Improved performance of double Cs2AgBiBr6 perovskite solar cells by engineering passivation defects with Co2+additives

Cs2AgBiBr6, a double perovskite structure, offers potential as a stable and non-toxic alternative to organic lead perovskites. However, challenges such as poor film quality and a wide indirect band gap have limited its ap-plications. In this study, we introduced Co2+ cations into the precursor solution to slow down Cs2AgBiBr6 film crystallization kinetics. This intervention led to improved film quality, larger grain sizes, reduced defect den-sities, band gap modulation, and increased solar cell efficiency. Additionally, Co2+ B-site substitution effectively reduced bromine vacancies in the pristine perovskite, mitigating carrier defect recombination.

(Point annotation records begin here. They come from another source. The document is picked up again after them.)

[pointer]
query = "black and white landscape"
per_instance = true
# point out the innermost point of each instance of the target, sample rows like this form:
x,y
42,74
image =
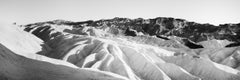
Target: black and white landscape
x,y
118,48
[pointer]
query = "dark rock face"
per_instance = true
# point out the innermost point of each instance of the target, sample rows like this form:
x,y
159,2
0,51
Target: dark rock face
x,y
160,27
173,27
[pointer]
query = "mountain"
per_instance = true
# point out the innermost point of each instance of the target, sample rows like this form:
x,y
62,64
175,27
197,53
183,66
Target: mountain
x,y
119,49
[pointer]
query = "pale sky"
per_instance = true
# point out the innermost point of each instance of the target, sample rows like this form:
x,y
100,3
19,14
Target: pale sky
x,y
201,11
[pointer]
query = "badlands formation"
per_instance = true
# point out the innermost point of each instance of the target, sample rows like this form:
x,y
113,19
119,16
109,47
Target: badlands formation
x,y
120,49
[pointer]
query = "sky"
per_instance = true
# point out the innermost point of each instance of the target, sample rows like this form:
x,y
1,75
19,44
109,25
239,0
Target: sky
x,y
201,11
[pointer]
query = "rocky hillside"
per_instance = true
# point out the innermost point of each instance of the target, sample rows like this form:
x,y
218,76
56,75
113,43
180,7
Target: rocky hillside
x,y
120,49
163,26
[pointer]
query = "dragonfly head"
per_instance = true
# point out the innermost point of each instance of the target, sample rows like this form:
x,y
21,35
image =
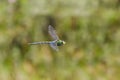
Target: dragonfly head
x,y
60,42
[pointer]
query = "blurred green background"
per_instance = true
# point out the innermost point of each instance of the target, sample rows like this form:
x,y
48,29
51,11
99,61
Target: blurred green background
x,y
91,29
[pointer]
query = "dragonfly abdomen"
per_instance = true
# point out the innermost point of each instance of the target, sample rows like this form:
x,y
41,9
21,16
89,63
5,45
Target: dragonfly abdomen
x,y
45,42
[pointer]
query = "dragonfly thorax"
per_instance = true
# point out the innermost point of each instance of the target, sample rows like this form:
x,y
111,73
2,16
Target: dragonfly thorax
x,y
60,43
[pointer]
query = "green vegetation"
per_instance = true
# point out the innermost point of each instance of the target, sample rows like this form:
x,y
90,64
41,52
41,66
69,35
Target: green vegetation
x,y
90,28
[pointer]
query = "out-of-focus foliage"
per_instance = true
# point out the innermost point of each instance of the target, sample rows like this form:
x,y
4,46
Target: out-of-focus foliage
x,y
91,29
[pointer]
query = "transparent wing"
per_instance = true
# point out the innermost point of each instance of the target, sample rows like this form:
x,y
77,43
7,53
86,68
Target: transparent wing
x,y
54,46
52,32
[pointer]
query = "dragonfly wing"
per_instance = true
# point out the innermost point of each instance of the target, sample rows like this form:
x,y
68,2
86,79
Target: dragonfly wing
x,y
54,46
52,32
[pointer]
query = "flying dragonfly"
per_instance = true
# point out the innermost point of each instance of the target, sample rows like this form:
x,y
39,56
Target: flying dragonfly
x,y
56,41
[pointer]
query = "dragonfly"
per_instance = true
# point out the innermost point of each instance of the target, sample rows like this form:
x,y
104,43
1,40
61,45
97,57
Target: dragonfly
x,y
54,43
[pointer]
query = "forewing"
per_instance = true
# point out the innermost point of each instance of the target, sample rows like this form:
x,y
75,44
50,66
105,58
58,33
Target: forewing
x,y
52,32
54,46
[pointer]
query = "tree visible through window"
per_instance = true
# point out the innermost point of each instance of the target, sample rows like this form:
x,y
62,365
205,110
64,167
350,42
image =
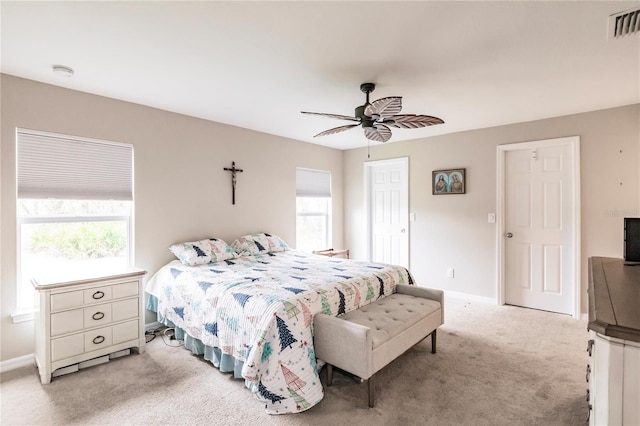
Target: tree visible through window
x,y
74,206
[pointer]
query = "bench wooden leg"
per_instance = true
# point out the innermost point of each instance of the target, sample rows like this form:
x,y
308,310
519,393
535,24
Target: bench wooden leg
x,y
433,341
329,374
371,391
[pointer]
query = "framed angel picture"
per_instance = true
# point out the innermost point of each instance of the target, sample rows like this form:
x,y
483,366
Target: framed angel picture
x,y
451,181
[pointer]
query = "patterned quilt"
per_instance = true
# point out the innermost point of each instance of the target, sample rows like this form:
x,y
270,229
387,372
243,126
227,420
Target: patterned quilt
x,y
259,309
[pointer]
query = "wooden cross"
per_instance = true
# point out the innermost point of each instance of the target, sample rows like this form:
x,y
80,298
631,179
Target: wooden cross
x,y
233,171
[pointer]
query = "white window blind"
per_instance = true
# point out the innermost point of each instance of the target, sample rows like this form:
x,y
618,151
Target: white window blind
x,y
313,183
67,167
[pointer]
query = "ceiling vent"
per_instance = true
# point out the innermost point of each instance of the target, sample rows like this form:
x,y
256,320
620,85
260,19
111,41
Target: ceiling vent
x,y
624,23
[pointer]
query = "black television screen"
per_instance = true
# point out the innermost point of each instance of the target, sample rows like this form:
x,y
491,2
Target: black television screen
x,y
632,240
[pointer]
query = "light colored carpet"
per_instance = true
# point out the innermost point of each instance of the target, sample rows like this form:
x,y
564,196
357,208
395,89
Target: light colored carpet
x,y
495,366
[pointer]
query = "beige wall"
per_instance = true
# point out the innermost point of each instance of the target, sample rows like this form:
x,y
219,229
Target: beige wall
x,y
181,190
453,230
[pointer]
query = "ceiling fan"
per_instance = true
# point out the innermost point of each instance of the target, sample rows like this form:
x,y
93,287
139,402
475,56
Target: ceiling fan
x,y
376,116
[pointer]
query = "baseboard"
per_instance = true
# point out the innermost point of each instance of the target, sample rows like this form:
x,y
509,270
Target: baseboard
x,y
26,360
14,363
152,326
469,297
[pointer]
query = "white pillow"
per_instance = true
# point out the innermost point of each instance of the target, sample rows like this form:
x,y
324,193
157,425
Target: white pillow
x,y
258,243
204,251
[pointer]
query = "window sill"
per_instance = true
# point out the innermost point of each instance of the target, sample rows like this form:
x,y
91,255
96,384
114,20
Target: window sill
x,y
23,316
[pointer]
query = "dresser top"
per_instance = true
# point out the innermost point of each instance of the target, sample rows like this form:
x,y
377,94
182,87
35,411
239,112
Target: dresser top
x,y
614,298
47,280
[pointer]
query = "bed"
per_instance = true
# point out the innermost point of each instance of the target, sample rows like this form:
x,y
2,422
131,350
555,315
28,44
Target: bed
x,y
248,309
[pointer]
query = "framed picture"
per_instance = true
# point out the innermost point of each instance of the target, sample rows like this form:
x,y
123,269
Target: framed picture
x,y
451,181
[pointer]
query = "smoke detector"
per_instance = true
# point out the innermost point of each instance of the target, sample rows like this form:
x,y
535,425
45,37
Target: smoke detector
x,y
62,71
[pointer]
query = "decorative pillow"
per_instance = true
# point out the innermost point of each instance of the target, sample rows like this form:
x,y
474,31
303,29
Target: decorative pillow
x,y
204,251
258,243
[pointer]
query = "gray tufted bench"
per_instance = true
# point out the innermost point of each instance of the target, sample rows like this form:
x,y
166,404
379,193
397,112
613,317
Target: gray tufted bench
x,y
364,340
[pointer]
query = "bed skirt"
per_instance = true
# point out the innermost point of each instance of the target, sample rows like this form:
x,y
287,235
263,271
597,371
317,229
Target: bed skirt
x,y
224,362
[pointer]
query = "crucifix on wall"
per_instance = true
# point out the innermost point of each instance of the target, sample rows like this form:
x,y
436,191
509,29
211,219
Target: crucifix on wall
x,y
233,171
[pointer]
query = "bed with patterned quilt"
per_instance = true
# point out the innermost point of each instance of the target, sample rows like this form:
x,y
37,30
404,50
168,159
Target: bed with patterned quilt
x,y
248,308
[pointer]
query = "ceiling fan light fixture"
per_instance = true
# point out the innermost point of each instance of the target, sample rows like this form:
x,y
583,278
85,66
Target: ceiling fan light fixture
x,y
62,71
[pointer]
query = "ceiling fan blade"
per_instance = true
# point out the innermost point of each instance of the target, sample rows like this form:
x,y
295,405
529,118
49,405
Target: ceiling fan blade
x,y
411,121
336,130
384,106
378,133
338,116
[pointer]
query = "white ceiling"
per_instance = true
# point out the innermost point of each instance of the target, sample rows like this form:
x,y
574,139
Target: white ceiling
x,y
258,64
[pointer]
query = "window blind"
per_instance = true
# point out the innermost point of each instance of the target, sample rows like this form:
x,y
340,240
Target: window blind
x,y
313,183
66,167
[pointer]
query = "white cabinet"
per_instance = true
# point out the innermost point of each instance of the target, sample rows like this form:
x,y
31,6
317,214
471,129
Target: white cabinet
x,y
614,383
79,319
614,343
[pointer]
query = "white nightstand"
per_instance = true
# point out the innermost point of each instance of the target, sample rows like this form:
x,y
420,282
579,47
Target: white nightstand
x,y
82,319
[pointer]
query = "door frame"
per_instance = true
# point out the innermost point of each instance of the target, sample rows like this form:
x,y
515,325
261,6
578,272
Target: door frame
x,y
368,167
574,143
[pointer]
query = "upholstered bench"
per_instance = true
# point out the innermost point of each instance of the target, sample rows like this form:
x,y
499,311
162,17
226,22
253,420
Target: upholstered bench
x,y
364,340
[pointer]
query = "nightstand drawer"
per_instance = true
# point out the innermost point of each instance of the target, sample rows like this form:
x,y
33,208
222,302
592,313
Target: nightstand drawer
x,y
125,309
66,322
125,290
97,315
97,339
67,300
97,294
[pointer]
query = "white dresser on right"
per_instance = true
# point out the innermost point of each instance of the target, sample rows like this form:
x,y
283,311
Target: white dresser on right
x,y
613,372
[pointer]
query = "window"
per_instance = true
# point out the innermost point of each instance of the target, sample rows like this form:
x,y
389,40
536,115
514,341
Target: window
x,y
313,209
74,206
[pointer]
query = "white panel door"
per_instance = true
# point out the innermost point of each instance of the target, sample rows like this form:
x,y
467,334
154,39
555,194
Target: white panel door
x,y
388,211
539,251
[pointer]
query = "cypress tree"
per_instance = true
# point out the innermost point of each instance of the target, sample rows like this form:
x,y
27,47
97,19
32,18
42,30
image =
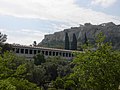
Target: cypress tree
x,y
66,41
86,40
74,42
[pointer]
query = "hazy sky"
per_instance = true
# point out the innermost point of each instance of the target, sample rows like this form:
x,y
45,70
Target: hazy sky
x,y
25,21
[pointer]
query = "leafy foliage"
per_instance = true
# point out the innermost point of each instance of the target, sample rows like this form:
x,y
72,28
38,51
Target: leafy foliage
x,y
67,46
74,43
3,37
100,69
38,59
13,72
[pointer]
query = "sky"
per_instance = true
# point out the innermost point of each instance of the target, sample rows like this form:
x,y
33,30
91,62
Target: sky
x,y
25,21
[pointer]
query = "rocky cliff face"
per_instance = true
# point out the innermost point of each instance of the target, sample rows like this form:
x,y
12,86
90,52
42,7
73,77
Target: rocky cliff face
x,y
111,31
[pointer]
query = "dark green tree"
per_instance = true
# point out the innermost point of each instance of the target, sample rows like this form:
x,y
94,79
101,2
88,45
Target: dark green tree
x,y
99,69
34,43
86,40
67,47
3,37
74,42
38,59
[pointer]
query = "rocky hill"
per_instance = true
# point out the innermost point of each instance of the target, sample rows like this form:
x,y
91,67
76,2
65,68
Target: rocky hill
x,y
111,30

Co2+ also lowered the band gap of Cs2AgBiBr6 and adjusted energy level arrangements, facilitating carrier transport, enhancing electron-hole extraction, and improving conductivity. We investigated the optimal Co2+ addition ratio and elucidated the enhancement mechanisms. The introduction of Co2+ increased power conversion efficiency from 2.11 % to 3.50 % and short-circuit current density from 3.88 to 4.88 mA/cm2. This study offers a straightforward method to enhance Cs2AgBiBr6-based solar cells.